Many jurisdictions allowing for commercial production of marijuana have in place onerous regulatory schemes with myriad requirements that producers must adhere to gain and/or retain proper licensing. These regulatory schemes often include such things as stringent quality control standards. Also, many regulatory schemes, and business plans from a safety and profitability standpoint, require significant security measures to prevent unauthorized access to marijuana plants. For many commercial operations compliance with such regulations can be a significant and sometimes insurmountable financial and technical burden.

Maintaining proper growing conditions while growing such plants can present certain difficulties. If environmental conditions such as air quality and humidity are not properly controlled, plant yield and quality can suffer significantly. Even temporary lapses in environment quality can negatively impact grow cycles. In stringently regulated markets, quality problems may render certain operations unviable.
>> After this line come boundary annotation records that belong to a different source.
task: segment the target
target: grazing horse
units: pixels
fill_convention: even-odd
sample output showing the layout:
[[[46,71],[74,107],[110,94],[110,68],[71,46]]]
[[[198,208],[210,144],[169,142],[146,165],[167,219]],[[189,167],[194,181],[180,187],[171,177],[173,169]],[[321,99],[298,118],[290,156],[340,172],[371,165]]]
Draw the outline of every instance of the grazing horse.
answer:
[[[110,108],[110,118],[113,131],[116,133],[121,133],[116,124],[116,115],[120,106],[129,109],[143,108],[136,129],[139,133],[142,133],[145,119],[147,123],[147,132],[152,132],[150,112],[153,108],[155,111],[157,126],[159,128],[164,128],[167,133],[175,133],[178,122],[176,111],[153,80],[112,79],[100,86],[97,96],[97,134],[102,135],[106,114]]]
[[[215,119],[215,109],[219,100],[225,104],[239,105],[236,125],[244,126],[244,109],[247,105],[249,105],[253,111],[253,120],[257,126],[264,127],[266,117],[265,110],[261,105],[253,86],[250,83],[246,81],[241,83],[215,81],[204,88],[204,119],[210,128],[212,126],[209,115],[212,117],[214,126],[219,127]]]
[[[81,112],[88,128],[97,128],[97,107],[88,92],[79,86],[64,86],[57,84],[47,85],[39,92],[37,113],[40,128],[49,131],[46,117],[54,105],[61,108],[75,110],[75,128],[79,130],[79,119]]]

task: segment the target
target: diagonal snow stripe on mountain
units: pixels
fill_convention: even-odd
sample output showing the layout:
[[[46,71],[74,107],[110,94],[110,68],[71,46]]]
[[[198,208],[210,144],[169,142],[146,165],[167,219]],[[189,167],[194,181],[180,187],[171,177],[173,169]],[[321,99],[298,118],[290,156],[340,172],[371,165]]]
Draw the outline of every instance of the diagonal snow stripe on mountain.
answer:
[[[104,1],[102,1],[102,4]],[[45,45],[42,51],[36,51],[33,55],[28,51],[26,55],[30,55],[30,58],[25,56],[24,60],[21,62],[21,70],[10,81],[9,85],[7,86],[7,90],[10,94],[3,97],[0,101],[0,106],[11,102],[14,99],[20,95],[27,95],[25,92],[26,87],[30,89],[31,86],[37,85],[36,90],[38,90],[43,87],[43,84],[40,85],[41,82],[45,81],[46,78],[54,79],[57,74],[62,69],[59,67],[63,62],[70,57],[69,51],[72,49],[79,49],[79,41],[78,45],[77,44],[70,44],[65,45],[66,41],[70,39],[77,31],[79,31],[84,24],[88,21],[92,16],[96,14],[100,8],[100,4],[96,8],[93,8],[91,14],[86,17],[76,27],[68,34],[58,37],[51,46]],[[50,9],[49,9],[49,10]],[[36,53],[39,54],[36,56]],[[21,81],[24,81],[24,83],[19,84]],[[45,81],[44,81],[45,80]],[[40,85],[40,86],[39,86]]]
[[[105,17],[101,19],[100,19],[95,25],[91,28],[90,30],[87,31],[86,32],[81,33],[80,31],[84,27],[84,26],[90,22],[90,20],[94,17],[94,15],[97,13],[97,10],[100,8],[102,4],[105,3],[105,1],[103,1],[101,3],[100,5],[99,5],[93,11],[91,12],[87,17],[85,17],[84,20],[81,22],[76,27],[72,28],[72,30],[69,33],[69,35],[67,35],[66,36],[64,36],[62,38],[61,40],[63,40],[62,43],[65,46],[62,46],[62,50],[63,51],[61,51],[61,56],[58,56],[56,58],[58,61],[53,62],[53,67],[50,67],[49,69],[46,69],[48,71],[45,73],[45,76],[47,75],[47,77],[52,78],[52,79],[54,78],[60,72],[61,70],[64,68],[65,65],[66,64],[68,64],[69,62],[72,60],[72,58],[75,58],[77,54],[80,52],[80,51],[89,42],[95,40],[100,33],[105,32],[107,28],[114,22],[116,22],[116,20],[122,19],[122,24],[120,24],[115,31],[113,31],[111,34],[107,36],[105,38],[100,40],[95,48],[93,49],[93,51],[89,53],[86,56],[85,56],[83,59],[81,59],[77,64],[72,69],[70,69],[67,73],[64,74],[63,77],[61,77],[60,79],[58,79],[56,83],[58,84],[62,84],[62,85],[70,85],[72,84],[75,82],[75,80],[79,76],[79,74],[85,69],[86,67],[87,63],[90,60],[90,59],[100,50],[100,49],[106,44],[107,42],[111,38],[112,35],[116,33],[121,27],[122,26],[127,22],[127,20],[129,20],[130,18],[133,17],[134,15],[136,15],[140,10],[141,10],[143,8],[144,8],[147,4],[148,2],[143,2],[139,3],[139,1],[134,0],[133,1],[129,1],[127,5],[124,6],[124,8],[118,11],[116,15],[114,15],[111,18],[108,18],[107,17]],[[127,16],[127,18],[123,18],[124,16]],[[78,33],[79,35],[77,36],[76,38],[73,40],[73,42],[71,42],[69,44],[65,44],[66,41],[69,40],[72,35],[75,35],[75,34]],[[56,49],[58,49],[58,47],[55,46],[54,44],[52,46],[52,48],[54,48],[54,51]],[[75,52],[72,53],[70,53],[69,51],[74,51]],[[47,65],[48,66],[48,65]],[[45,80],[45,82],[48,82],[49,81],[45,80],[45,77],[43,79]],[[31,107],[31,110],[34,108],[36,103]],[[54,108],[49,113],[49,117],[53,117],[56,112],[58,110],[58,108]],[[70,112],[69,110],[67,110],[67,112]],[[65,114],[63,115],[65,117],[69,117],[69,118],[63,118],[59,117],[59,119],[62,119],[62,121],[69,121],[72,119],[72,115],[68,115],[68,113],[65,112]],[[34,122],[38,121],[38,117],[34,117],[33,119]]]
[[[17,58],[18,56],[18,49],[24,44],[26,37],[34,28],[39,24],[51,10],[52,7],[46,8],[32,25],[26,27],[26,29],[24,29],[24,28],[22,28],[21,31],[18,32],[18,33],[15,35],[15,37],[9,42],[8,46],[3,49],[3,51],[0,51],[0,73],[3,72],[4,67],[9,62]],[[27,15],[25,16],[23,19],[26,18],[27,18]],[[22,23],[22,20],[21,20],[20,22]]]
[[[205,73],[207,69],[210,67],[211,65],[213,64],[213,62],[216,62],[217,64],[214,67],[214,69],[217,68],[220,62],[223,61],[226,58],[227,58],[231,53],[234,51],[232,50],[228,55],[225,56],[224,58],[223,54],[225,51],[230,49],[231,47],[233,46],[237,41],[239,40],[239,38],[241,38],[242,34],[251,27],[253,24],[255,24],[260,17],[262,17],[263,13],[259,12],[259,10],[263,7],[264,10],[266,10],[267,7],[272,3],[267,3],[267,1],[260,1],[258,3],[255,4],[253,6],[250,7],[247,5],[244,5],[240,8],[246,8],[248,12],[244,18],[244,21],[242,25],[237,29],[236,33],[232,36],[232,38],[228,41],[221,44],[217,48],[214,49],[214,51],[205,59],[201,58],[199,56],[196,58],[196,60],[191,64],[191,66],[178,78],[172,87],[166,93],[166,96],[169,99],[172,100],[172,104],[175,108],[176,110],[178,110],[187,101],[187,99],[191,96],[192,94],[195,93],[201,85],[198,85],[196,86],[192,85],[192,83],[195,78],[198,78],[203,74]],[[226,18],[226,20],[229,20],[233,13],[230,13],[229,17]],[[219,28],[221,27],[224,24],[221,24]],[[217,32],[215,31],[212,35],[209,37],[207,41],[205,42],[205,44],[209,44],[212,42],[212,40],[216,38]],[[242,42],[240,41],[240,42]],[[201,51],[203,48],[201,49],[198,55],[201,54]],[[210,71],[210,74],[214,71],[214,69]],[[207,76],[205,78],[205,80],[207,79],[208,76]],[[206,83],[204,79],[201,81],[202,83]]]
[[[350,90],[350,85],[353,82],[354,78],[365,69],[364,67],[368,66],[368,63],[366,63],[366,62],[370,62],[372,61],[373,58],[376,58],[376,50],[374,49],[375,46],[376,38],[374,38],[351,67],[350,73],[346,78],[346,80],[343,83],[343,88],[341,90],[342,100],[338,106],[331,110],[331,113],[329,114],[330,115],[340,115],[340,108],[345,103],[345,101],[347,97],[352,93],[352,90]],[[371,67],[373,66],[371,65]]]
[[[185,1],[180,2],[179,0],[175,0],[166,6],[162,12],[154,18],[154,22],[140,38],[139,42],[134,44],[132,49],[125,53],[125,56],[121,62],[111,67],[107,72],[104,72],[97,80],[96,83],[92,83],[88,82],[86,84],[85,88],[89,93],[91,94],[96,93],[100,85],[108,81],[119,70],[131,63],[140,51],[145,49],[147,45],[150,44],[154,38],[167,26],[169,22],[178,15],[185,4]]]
For instance, many marijuana growing operations suffer from unacceptable levels of pathogens such as black mold, brown rot, grey mold, penicillium mold, rhizopus rot, colletotrichum rot, snow mold and mucor mold. Destructive organisms such as insects also pose a significant threat to growing operations.

The trend towards greater social acceptance of marijuana and the accompanying trend of marijuana decriminalization only make more pressing and substantial the problems outlined above.

The subject matter of the present disclosure is directed to overcoming, or at least reducing the effects of, one or more of the problems set forth above.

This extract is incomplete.